Après un moment de stupéfaction générale de la salle, nous avons pu rassembler quelques forces et soumettre enfin un semblant d'analyse critique bredouillante : tout d'abord à propos du titre "La vie secrète des filles de l'air". Cela ressemble beaucoup au titre du film de Walon Green produit en 1979. Par ailleurs les cris des oiseaux ont paru peut être un peu trop stridents à certains spectateurs notamment au regard des commentaires. L'absence presque totale de fond musical est apparu comme une marque d'élégance : si la musique était présente, elle l'était très peu et toujours au bon moment. Les bruits de la nature suffisaient à eux seuls. Certains cuts musicaux auraient pu être estompés (l'absence de fondu sonore semble avoir été identifiée par endroit). Par ailleurs, Robert TASSINARI signale un imperceptible saut d'image situé environ à la moitié du film.

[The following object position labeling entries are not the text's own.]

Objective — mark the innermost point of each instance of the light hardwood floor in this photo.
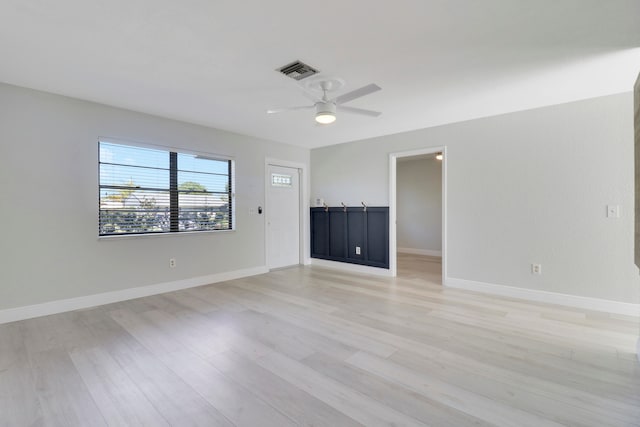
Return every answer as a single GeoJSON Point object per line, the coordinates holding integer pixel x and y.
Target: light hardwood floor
{"type": "Point", "coordinates": [311, 346]}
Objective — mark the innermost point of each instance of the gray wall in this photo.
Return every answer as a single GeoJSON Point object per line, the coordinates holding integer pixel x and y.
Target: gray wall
{"type": "Point", "coordinates": [49, 248]}
{"type": "Point", "coordinates": [526, 187]}
{"type": "Point", "coordinates": [419, 204]}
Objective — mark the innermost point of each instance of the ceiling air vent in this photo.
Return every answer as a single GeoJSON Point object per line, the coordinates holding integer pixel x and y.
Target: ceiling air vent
{"type": "Point", "coordinates": [297, 70]}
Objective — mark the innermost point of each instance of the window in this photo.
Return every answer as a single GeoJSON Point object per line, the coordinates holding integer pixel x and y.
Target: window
{"type": "Point", "coordinates": [145, 190]}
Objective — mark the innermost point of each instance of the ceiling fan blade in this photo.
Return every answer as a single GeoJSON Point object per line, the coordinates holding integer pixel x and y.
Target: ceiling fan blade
{"type": "Point", "coordinates": [310, 96]}
{"type": "Point", "coordinates": [350, 96]}
{"type": "Point", "coordinates": [360, 111]}
{"type": "Point", "coordinates": [282, 110]}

François DUBIEF nous a tous surpris : 20 minutes de spectacle complet qui paraissent avoir durer à peine le quart. Ce film ira sans doute loin et François DUBIEF a marqué les esprits pour longtemps ... merci à toi François !
Pour terminer cette séance, François DUBIEF (toujours !) nous a rediffusé une version corrigée de la messe des animaux de Sainte Rita (cf. séance d'analyse de la semaine dernière pour plus de détails). Les sauts sonores perdurent hélàs dans cette deuxième version. Certes la tête du fidèle qui obstruait l'écran a bien été retirée. On regrette par ailleurs que la caméra ne s'arrête pas suffisamment sur la bénédiction des animaux en tant que tels préfèrant se concentrer sur celles des humains. Robert TASSINARI indique à François qu'il aurait fallu terminer le film par une séquence forte comme par exemple l'interprétation du "Duo des Chats". Les spectateurs ont remarqué par ailleurs que le morceau joué à l'orgue avait été cutté de façon un peu brutal au montage. Si le titrage a gagné en finesse (et en lisibilité de par une vitesse de défilement moindre), le fondu au noir qui marque la fin du film arrive encore trop vite. On a nettement préféré les libellules ... désolé François.